Published online 2011 August 31. doi: 10.1051/medsci/2011278012.

La révolution 3D des cellules souches : fabrication d’une rétine in vitro

Muriel Perron1*

1UPR 3294 CNRS neurobiologie et développement, Université Paris-Sud, Orsay, France
Corresponding author.

MeSH keywords: Animaux, Techniques de culture cellulaire, Cellules souches embryonnaires, cytologie, Humains, Souris, Morphogenèse, Techniques de culture d'organes, Cellules souches pluripotentes, Médecine régénérative, méthodes, Rétine, Dégénérescence de la rétine, thérapie, Ingénierie tissulaire, Xenopus laevis

 

Depuis plus d’un demi-siècle les biologistes ont recours à la culture cellulaire dite conventionnelle pour maintenir, en dehors d’un organisme, des cellules qui ne sont pas organisées en un tissu mais qui sont capables de se diviser et/ou de se différencier in vitro. Pour relever le défi de fabriquer ex vivo des tissus, voire des organes, des cultures cellulaires tridimensionnelles ont récemment été mises au point. Ce type d’approche vient de permettre à des chercheurs de l’Institut Riken au Japon de fabriquer pour la première fois une rétine en culture. Ces chercheurs ont montré que des cellules souches embryonnaires (CSE) pluripotentes sont capables de s’auto-organiser in vitro pour former une structure tridimensionnelle respectant la forme, la polarité, la composition et l’agencement des différents types cellulaires d’une rétine telle qu’observée in vivo. Il semblerait donc que la morphogenèse rétinienne soit dictée par un programme intrinsèque au tissu et ne dépende pas, comme nous l’imaginions, d’inductions en cascades entre différents territoires embryonnaires. Cette découverte pourrait trouver des applications dans le domaine de la thérapie cellulaire pour soigner des patients atteints de dégénérescence rétinienne pour lesquels l’absence actuelle de traitement conduit à une perte de vision. Grâce à une telle avancée technologique, du tissu rétinien pourrait en effet être fabriqué en boîte et à la carte, pour une application de greffe aux malades.

Comment se forme un œil ?

La formation de l’œil des vertébrés a depuis longtemps fasciné les embryologistes et son étude fut à l’origine de la découverte de concepts fondamentaux en biologie du développement, comme les phénomènes d’induction ou de compétence. L’organogenèse de l’œil commence en fin de neurulation par l’évagination des vésicules optiques dans la région antérieure du tube neural [ 1] (Figure 1). L’épiderme contre lequel ces vésicules entrent en contact va alors s’épaissir puis s’invaginer en vésicules cristalliniennes pour donner les cristallins. Les vésicules optiques vont, elles aussi, subir un processus d’invagination et former les cupules optiques. Au sein de ces cupules, des phénomènes de spécification (patterning) vont alors gouverner la mise en place d’identités régionales distinctes. Deux régions, distale et proximale, vont notamment s’individualiser : la rétine neurale et l’épithélium pigmenté rétinien respectivement. Ces événements morphogénétiques dépendent clairement d’interactions coordonnées entre la rétine, l’épiderme de surface et le mésenchyme extra-oculaire. Cependant, la complexité des remaniements morphogénétiques et la multiplicité des signaux mis en jeu n’ont pas permis de déterminer sans ambiguïté l’implication de chaque tissu. En particulier, le rôle de l’épiderme de surface et du cristallin dans l’invagination de la vésicule optique reste l’objet de controverses [ 2]. Une fois la cupule optique formée, les progéniteurs rétiniens entament leur processus de différenciation qui donne naissance aux différents types cellulaires spécialisés qui composeront la rétine fonctionnelle, dont les photorécepteurs, neurones capables de capter la lumière et de la transformer en influx nerveux.

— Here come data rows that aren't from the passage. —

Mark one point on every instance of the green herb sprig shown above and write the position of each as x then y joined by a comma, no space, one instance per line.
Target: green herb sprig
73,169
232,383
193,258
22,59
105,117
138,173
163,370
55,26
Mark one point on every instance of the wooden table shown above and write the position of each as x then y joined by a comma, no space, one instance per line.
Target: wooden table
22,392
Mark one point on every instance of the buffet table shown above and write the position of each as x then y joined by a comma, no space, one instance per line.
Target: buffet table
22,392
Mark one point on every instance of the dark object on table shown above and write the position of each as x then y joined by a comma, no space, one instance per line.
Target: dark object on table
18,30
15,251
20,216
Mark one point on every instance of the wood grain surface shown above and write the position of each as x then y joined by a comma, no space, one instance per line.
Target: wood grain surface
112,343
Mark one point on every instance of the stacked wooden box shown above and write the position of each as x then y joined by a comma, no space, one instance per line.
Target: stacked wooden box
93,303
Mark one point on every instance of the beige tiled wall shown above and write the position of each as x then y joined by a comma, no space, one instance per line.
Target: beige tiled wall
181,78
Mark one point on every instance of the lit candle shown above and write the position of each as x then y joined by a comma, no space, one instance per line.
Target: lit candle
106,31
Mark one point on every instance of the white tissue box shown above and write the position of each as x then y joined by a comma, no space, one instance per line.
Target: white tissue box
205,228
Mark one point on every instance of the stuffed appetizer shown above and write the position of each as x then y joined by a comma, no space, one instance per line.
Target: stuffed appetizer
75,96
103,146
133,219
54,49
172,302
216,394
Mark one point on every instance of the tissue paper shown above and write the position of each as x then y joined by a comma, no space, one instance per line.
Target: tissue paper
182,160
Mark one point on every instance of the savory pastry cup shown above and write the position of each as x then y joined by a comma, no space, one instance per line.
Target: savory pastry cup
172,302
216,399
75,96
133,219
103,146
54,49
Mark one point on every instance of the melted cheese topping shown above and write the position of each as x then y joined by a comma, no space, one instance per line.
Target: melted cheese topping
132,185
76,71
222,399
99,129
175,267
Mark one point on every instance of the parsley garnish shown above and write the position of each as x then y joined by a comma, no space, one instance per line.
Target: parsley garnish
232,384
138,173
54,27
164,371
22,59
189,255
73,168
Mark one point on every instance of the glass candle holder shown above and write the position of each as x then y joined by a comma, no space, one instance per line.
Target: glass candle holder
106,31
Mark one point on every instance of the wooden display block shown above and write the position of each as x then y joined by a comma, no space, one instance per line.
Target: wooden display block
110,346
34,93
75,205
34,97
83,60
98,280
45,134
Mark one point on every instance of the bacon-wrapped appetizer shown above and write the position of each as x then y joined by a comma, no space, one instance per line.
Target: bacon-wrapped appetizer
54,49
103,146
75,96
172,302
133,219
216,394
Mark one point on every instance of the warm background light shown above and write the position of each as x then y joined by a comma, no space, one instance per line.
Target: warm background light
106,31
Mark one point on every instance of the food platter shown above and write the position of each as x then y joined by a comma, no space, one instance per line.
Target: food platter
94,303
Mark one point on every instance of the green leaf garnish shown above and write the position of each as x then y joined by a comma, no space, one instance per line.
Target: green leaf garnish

De la cellule souche aux cellules rétiniennes

Ces dernières années, de nombreuses équipes ont cherché à produire des photorécepteurs in vitro à partir de CSE. Le défi était de déterminer la combinaison de facteurs la plus appropriée [ 3, 4]. L’équipe de Yoshiki Sasai a mis au point un protocole séquentiel de culture pour diriger des CSE murines vers un destin rétinien [ 5]. Bien que ces travaux montrent qu’il est possible d’induire in vitro des neurones de rétine, les conditions n’étaient pas réunies pour forcer ces cellules à s’organiser en une structure épithéliale. En revanche, des progéniteurs rétiniens issus de la différenciation de CSE puis réimplantés dans un embryon de grenouille, sur ses flancs par exemple, s’agencent spontanément pour former des rétines ectopiques [ 6]. Une étape était franchie, mais d’autres défis restaient à relever pour réaliser le rêve de certains de former de toute pièce un œil ex vivo.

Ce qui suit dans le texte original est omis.